Das blaue Buch: Erich Kästners geheimes Tagebuch aus dem Zweiten Weltkrieg

Pressemitteilung der Münchner Volkshochschule vom 2.7.2018

„Der Entschluss ist gefasst. Ich werde ab heute wichtige Einzelheiten des Kriegsalltags aufzeichnen.

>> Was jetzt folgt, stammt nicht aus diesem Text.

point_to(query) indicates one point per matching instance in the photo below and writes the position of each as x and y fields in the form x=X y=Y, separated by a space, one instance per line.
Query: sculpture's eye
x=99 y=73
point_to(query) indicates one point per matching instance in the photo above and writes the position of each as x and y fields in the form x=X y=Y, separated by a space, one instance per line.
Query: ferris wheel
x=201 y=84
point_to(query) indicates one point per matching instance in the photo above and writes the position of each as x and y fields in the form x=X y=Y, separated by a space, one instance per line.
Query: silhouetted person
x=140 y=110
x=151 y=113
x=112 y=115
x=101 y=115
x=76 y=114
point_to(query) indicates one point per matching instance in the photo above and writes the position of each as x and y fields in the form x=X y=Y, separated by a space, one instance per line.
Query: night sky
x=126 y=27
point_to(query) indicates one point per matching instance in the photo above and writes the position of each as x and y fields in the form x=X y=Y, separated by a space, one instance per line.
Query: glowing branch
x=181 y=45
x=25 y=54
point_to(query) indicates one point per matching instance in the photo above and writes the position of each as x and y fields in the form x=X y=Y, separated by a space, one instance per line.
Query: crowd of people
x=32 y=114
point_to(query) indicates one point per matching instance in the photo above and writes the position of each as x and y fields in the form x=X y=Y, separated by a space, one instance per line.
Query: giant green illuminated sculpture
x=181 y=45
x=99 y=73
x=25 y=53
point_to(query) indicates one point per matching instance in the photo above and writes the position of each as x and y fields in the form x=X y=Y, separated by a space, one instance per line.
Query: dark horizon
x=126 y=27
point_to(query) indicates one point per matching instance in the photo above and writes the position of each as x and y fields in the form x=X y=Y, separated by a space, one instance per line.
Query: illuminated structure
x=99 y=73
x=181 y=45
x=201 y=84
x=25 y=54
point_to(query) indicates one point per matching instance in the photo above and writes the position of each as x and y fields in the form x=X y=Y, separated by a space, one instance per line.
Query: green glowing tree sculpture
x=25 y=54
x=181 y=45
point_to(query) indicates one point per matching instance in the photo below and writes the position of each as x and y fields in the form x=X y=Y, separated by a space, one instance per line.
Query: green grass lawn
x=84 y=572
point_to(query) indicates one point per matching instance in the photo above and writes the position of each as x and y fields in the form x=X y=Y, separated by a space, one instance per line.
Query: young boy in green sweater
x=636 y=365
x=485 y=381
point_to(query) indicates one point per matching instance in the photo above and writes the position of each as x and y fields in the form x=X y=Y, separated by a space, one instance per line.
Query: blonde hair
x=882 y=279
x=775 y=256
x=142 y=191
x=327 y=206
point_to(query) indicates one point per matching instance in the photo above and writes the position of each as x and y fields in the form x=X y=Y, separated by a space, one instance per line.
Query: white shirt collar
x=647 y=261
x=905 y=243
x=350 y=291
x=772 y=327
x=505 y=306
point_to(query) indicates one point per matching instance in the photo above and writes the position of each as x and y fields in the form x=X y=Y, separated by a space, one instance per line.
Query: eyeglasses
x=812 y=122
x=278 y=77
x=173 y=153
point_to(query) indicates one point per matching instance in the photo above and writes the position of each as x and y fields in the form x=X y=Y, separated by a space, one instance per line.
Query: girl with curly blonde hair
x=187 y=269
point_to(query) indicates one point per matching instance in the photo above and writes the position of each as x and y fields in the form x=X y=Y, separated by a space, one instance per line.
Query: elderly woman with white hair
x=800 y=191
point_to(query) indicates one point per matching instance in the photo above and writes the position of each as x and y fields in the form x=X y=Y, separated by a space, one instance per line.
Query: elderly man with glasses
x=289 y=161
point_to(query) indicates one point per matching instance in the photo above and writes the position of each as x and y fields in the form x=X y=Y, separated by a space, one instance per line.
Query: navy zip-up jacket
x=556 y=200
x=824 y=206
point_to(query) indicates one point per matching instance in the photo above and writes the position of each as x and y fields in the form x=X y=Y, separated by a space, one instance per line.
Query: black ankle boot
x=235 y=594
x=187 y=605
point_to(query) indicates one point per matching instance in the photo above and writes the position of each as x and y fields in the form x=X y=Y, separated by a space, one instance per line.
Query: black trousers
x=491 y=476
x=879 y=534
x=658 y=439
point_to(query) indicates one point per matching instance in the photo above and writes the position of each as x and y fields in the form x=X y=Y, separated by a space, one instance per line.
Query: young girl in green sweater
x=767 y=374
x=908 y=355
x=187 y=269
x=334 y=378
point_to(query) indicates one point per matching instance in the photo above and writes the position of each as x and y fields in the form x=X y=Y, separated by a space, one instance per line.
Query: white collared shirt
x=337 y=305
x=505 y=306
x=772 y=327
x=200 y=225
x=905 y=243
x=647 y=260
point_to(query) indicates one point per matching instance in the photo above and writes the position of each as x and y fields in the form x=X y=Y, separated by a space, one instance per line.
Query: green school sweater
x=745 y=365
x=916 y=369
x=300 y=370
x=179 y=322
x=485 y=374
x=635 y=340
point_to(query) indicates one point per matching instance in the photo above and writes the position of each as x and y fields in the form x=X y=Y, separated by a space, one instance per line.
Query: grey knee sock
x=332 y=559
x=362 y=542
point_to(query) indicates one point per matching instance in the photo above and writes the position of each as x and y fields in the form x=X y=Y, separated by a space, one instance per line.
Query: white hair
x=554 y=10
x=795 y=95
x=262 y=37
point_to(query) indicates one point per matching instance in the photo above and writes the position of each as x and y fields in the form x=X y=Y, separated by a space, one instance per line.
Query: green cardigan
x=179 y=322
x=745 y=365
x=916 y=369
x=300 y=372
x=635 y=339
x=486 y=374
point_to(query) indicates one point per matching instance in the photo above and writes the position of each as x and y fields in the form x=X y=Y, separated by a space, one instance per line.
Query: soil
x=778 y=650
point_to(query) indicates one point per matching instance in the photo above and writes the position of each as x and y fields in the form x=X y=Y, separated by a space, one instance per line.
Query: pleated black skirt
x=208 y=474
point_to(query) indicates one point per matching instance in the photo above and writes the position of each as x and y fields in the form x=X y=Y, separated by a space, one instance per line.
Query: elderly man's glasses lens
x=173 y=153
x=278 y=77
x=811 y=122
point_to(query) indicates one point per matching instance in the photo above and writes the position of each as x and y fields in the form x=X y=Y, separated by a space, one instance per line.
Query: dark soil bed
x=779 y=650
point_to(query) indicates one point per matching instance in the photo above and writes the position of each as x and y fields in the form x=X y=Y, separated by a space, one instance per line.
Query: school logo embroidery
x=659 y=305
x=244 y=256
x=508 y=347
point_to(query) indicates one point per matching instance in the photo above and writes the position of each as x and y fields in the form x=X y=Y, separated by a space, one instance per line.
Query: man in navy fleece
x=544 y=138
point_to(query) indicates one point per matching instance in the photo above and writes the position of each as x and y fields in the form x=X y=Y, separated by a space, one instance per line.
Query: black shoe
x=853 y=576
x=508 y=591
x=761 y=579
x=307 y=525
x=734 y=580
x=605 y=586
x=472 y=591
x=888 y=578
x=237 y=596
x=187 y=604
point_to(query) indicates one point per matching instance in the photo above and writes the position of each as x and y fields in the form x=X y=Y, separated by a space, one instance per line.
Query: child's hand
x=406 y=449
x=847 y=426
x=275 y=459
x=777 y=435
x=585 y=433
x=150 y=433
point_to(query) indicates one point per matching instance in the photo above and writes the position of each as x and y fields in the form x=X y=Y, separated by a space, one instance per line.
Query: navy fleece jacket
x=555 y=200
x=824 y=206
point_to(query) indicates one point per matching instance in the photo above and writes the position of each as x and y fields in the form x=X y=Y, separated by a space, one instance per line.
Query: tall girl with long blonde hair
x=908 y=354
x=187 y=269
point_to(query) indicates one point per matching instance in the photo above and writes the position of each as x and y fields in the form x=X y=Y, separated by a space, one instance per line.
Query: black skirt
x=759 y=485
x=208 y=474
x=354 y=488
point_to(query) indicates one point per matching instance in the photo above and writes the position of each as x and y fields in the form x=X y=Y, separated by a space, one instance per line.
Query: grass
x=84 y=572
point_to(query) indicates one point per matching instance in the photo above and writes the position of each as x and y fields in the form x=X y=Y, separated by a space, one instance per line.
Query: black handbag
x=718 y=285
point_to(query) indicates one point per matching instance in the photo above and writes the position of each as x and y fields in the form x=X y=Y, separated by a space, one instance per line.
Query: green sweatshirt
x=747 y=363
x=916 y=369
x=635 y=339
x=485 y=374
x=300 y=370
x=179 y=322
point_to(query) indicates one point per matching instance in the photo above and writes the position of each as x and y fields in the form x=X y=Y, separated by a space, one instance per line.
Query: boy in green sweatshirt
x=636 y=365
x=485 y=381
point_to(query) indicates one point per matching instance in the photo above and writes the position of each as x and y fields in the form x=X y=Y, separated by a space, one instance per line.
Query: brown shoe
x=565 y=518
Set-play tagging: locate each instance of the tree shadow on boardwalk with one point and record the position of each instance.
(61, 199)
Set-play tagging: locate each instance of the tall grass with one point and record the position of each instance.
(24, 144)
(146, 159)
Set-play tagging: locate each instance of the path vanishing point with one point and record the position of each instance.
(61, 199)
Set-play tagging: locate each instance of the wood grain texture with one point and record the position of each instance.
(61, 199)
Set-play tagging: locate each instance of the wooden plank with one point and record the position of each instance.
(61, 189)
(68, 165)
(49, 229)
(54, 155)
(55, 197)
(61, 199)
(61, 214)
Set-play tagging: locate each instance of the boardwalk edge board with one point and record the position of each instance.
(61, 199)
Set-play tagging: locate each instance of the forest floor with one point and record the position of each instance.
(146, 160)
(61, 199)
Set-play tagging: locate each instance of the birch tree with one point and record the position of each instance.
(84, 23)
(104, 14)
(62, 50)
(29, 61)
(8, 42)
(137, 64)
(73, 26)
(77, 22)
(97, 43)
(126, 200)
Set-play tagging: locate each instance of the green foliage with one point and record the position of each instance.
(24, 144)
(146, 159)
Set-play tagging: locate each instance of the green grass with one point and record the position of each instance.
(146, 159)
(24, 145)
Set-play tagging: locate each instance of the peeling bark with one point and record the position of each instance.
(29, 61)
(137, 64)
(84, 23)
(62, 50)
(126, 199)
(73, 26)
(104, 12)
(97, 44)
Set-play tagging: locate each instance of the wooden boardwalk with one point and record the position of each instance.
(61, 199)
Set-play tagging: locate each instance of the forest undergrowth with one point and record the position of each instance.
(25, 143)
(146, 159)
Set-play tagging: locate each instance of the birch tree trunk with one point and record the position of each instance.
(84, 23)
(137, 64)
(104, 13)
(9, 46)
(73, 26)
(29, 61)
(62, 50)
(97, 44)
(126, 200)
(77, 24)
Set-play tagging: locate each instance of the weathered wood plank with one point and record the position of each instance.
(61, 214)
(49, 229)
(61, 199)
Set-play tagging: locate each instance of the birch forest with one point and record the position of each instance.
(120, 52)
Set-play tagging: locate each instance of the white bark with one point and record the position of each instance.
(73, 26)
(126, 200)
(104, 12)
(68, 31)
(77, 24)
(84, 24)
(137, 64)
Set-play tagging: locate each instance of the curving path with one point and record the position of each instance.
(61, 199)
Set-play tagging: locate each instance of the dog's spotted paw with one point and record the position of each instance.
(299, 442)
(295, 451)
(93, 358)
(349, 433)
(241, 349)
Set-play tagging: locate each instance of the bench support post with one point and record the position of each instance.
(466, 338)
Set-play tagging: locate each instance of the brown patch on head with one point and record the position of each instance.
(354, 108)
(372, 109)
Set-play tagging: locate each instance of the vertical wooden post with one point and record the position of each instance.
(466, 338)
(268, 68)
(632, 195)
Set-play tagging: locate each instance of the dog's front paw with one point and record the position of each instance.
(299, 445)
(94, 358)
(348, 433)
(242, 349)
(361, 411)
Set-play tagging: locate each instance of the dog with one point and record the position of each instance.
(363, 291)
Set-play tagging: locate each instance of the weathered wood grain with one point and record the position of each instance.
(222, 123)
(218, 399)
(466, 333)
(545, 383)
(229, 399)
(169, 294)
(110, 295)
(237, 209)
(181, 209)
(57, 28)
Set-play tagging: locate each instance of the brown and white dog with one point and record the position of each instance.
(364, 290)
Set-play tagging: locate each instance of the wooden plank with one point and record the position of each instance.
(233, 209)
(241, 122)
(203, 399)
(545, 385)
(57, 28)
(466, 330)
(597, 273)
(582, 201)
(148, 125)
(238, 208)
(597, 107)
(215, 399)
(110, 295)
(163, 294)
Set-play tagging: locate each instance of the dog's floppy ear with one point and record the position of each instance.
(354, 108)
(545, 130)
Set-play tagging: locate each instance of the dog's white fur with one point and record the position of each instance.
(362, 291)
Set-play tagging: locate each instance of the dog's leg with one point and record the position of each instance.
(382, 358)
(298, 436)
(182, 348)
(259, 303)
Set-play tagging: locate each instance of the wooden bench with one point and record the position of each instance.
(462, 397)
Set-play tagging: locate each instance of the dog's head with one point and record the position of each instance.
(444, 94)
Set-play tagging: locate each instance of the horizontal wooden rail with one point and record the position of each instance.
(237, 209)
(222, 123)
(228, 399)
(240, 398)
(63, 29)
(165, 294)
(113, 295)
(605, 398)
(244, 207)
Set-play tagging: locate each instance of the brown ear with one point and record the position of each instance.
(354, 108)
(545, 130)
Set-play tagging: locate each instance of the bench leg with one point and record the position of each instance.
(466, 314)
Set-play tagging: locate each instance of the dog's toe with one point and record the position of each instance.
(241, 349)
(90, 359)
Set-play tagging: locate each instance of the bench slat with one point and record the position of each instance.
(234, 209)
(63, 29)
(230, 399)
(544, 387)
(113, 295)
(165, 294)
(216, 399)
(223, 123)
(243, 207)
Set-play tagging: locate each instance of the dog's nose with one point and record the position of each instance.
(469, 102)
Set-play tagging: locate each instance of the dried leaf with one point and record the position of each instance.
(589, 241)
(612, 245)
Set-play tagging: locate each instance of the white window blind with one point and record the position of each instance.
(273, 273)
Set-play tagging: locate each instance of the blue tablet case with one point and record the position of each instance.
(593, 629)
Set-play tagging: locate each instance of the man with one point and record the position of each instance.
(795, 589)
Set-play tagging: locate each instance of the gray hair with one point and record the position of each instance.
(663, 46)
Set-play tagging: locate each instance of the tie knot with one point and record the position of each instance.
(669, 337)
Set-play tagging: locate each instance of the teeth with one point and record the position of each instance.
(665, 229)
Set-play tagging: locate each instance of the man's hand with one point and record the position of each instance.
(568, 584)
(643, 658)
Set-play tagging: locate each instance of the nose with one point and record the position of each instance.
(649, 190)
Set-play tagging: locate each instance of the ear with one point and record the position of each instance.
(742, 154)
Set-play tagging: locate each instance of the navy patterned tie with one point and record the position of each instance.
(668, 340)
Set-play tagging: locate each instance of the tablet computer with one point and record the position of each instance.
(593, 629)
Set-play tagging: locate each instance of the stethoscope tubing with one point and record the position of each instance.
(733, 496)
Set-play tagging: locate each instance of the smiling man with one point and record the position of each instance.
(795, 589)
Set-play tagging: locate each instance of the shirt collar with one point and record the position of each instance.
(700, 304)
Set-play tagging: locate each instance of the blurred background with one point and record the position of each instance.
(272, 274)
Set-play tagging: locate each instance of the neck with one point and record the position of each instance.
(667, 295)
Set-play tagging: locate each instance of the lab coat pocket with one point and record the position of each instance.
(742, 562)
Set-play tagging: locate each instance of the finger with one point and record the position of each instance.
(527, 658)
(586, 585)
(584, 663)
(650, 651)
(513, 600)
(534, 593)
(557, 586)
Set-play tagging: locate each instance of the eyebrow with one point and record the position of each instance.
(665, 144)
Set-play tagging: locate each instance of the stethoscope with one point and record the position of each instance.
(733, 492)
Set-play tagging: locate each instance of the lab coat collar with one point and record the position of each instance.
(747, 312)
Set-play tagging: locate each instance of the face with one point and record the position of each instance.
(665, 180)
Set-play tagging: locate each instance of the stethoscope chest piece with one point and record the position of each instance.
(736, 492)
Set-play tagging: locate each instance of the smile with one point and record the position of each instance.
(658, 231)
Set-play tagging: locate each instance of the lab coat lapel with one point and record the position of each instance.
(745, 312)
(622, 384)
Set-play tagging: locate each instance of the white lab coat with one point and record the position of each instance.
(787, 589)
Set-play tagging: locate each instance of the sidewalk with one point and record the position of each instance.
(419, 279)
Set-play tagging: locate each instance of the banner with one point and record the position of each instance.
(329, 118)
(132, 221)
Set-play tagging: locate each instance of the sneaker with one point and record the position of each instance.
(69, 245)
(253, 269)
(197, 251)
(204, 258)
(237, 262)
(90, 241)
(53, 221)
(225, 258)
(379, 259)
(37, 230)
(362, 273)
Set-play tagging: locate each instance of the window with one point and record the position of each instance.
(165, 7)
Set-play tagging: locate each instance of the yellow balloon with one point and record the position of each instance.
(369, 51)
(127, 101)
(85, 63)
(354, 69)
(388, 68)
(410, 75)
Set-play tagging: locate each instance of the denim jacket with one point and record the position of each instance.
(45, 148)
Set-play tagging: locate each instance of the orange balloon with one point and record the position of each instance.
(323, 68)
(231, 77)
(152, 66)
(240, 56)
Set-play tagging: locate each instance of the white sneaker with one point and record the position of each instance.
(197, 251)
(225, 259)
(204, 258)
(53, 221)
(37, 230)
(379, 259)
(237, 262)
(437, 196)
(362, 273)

Ich will es tun, damit ich sie nicht vergesse, und bevor sie, je nachdem wie dieser Krieg ausgehen wird, mit Absicht und auch absichtslos allgemein vergessen, verändert, gedeutet oder umgedeutet sein werden.“ (16.1.1941)
 
Nachdem Erich Kästner von den Nazis als Autor verboten worden war, führte er in den Kriegsjahren 1941, 1943 und 1945 ein geheimes Tagebuch in Kurzschrift. Dazu benutzte er ein blau eingebundenes, unbeschriftetes Buch, das er in seiner Bibliothek versteckte. In das "Blaue Buch" schrieb er nieder, was sich an der Front und in Berlin ereignete, notierte Heeresberichte und Massenexekutionen ebenso wie die Kneipenwitze über Goebbels und Hitler. Auch Kästners Ideensammlung für einen Roman über das "Dritte Reich" ist hier nachzulesen. Zugleich ist es ein erschütterndes Dokument des zunehmend von Bombenangriffen geprägten Kriegsalltags bis zur bedingungslosen Kapitulation im Mai 1945 und zu den ersten Nachkriegsmonaten. 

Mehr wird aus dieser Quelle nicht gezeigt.